At one of the coziest campaign kickoffs in recent memory, Justice Ameer Gaines announced her bid for Providence City Council for Ward 1, encompassing the Fox Point, Wayland, and Downtown neighborhoods.
A well-regarded local activist, Gaines promises to be one of the most progressive candidates running for a municipal seat in the city. She has worked as an organizer and labor rights advocate with RI Jobs With Justice, served as an instrumental voice in activists’ push for the Community Safety Act, and served on the working group guiding its implementation as the Providence Community-Police Relations Act.
Gaines has also built a legacy in Providence’s poetry and performing arts communities, and has served as a mentor for local youth in creative writing.
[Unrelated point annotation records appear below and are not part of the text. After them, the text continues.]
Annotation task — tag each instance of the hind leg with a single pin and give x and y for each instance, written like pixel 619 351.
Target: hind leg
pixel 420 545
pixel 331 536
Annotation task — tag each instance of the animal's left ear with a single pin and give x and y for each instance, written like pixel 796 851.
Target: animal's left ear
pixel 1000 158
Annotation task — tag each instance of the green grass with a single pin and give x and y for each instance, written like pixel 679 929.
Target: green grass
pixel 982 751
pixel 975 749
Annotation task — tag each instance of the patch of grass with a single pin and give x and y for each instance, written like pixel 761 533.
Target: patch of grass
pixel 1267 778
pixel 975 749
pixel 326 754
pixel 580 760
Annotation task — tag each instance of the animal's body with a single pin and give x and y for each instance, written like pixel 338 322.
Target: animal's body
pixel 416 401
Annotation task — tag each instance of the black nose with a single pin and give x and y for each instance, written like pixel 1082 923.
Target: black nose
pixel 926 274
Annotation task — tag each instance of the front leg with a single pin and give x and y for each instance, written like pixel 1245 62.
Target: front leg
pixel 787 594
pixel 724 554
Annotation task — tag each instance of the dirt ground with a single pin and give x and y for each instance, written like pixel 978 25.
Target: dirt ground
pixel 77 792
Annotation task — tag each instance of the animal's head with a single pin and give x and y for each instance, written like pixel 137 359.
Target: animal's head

The crowd at Louis Restaurant on Thursday cheered her announcement was as varied as her background—with students mingling with fellow candidates and social justice activists in the city—and Gaines herself spoke to this mixture as a key foundation for her upcoming campaign.
“Louis, to me, really represents what this city can be,” Gaines said in her speech. “How do we bring together our city, and really focus on its residents? How do we make sure our economy is working for the people who live here and want to support the city—and not just focusing on the corporations, and not just kicking people out of their homes, but we’re building and developing [the neighborhood] together?”
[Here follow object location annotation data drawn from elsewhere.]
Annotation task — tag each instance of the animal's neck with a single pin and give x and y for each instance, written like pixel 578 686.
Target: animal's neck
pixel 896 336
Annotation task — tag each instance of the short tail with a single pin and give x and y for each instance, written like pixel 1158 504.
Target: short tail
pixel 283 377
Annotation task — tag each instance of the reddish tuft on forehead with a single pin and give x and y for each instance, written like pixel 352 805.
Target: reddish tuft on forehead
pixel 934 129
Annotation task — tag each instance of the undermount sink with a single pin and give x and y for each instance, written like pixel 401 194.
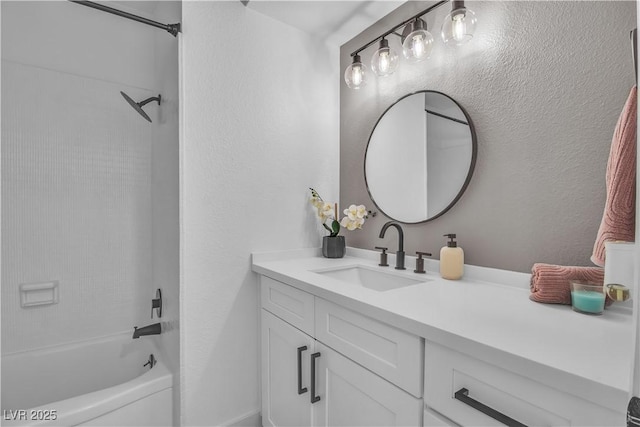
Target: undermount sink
pixel 370 278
“I believe our current City Council has ignored a lot of people over the last few years,” Gaines added. “It’s ignored the housing crisis in a way where we see people displaced over and over again, and the development hasn’t centered on what that structure looks like for people to feel powerful and that they can sustain themselves in this city…we need a City Council which is responsive and responsible to the people of this city.”
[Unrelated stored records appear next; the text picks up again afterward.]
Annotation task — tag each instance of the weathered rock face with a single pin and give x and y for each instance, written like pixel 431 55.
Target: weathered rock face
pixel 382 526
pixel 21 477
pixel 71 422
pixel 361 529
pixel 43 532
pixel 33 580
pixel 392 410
In a conversation after her announcement, Gaines told RI Future that she hopes her background in pushing for reform at City Hall will help her serve as a more direct conduit between Ward 1 residents and elected officials than the neighborhood has had previously.
“A lot of the work I’ve done is in line with what local residents need,” she said. “A lot of local businesses haven’t necessarily felt supported by the city—I’ve seen local business after local business close after only living here for 6 years. Meanwhile, there are different corporations coming in—a lot of chains from out of state—and that’s a problem. If we’re looking at how folks in Fox Point and Wayland are taxed, versus the subsidies and corporation agreements that other businesses are getting, it’s really showing that right now, Providence as a city is investing, not in Providence, but outside of Providence, to make Providence somehow better—magically. I don’t think that’s the proper framework for how to build this city.”
The solution, Gaines says, is to bring more of the neighborhood’s different stakeholders together, instead of the Council’s current tactic of partisanship heightening the separation between the area’s divided interests. “With Ward 1, we’re in a particular situation to really channel development so that it’s great for local businesses, great for workers, for our residents, for our elderly and our youth… it’s really about finding out that we’re not against each other, we just need a city that is going to invest in us.”
She argued that this focus will bridge and build upon the distinct spheres of her life—from social justice to poetry—as many concerns around identity and one’s ability to pursue creative arts is often deeply intertwined with their ability to thrive and survive economically. “For me, the reason why I’m running in Providence is that this is where I started my poetry, this is where my art first developed, this is where I came out as transgender, this is where I came into my own understanding of who I am,” Gaines said. “A lot of my life is here, a lot of my home is here, and I want to make sure that the ability that I’ve had to think about and build my art is also what other folks feel, that this is a city where people feel like they can be creative and really live off their creativity.”